Participating Communities 

There are 10 sites in total participating in the SCfC program. Information on each community’s facilitating partner organisation is provided below.


Community Facilitating Partner Organisation Website  
Galiwin’ku Yalu Aboriginal Corporation 
Wadeye Thamarrurr Development Corporation 
Ngukurr Yugul Mangi Development Aboriginal Corporation
Ntaria WANTA Aboriginal Corporation
Lytentye Apurte Atyenhenge-Atherre Aboriginal Corporation (AAAC)
Gunbalanya Adjumarllal Aboriginal Corporation
Atitjere & Engawala Children’s Ground
Lajamanu Warlpiri Youth Development Aboriginal Corporation (WYDAC)
Utopia Urapuntja Aboriginal Corporation
Maningrida Mala’la Health Service Aboriginal Corporation

What is Ninti One’s Role?

Ninti One is the lead organisation in the Quality Service Support Panel (QSSP), which works with SCfC communities by engaging with evidence around children, families and wellbeing.
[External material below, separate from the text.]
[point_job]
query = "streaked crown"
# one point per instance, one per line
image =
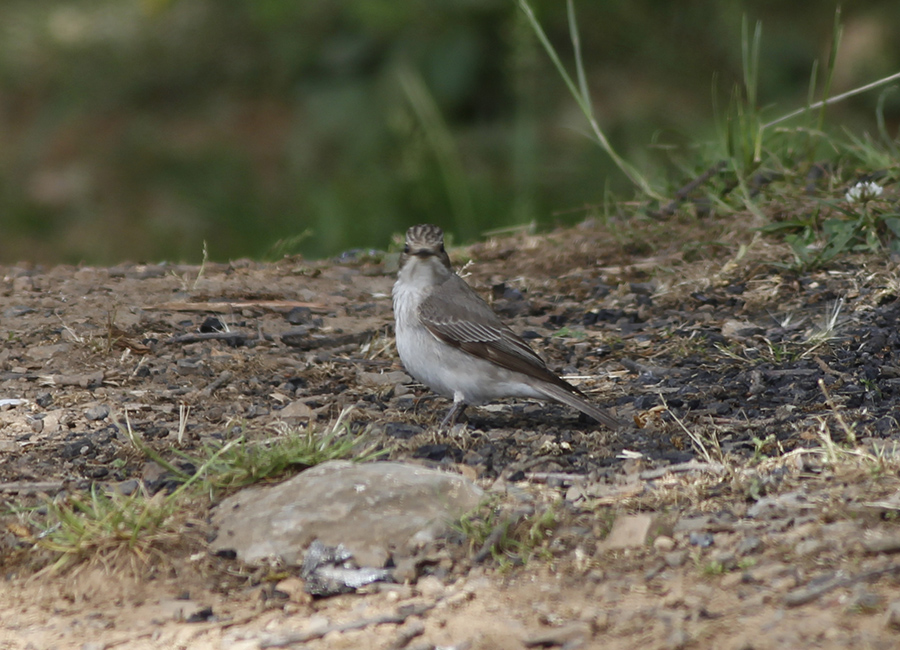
(424, 238)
Ninti One supports SCfC communities with the implementation of the program, working directly with SCfC Local Community Boards as well as Facilitating Partner organisations and local Aboriginal Community Facilitators (ACFs). Ninti One assists in the following areas:

  • Strengthening capacity of community members to take local ownership of SCfC program
  • Helping communities to understand the model and opportunities in SCfC
  • Working with communities to strategise, and identify priorities
  • Providing  governance and training support to Local Community Boards
  • Encouraging the casual employment of ACFs
  • Supporting Facilitating Partners organisations in administering SCfC service delivery
  • Brokering external services
  • Working as a conduit of information and knowledge to SCfC stakeholders
  • Responding to localised needs and requests from SCfC stakeholders

What has been achieved under SCfC so far?
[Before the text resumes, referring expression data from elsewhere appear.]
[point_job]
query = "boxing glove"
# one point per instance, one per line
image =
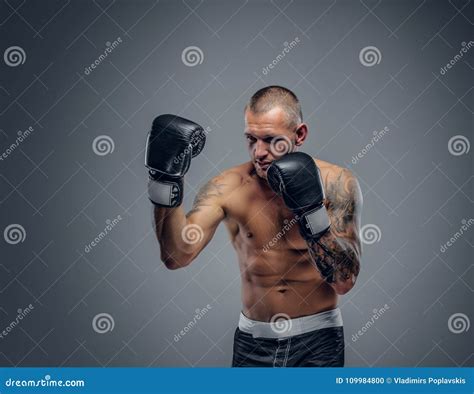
(171, 144)
(297, 179)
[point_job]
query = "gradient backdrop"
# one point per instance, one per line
(72, 150)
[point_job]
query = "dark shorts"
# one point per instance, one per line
(319, 348)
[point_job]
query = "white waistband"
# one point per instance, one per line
(282, 326)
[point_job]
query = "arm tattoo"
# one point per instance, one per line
(336, 254)
(209, 190)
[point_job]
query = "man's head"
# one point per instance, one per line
(273, 126)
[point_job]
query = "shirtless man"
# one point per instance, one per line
(293, 221)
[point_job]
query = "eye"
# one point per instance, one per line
(250, 139)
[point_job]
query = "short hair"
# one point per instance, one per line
(273, 96)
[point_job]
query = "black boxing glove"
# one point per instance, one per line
(296, 178)
(171, 144)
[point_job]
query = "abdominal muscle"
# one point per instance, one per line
(283, 282)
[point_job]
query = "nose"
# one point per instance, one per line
(261, 149)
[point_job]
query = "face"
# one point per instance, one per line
(269, 137)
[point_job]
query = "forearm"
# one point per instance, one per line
(337, 259)
(169, 224)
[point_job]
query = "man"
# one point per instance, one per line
(293, 221)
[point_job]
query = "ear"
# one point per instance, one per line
(301, 133)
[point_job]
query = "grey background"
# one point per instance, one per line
(54, 185)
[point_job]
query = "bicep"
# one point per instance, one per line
(206, 214)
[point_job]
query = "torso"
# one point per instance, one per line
(276, 269)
While the full impact of SCfC is still emerging, we are seeing fantastic outcomes for children, families and communities across the 10 regions. Local Community Boards are pushing to address gaps in service delivery to secure a safe, strong and healthy future for their children.

In 2020, Ninti One set out to produce an SCfC program-wide evaluation of these outcomes, the product of which is the SCfC Storybook. The Storybook details the successes achieved across six communities at an individual, community and systems level. Importantly, it demonstrates that SCfC communities are investing in programs that are making important strides towards Closing the Gap.

A significant area of success for SCfC has been in employment. As of August 2021, there were 675 First Nations people employed over an 18-month period across the program, with 83% of the total workforce for SCfC identifying as Aboriginal.

The Storybook also details the strategic learnings that have come from the experiences of each community, their local boards and the programs they have implemented. Local communities have learnt valuable lessons around what the critical drivers of positive change are, including the profound impact of effective local governance and the role of cultural authority in achieving positive change. These are key insights that will inform future work towards Closing the Gap in remote Australia and ensure Aboriginal and Torres Strait children get the best possible start in life.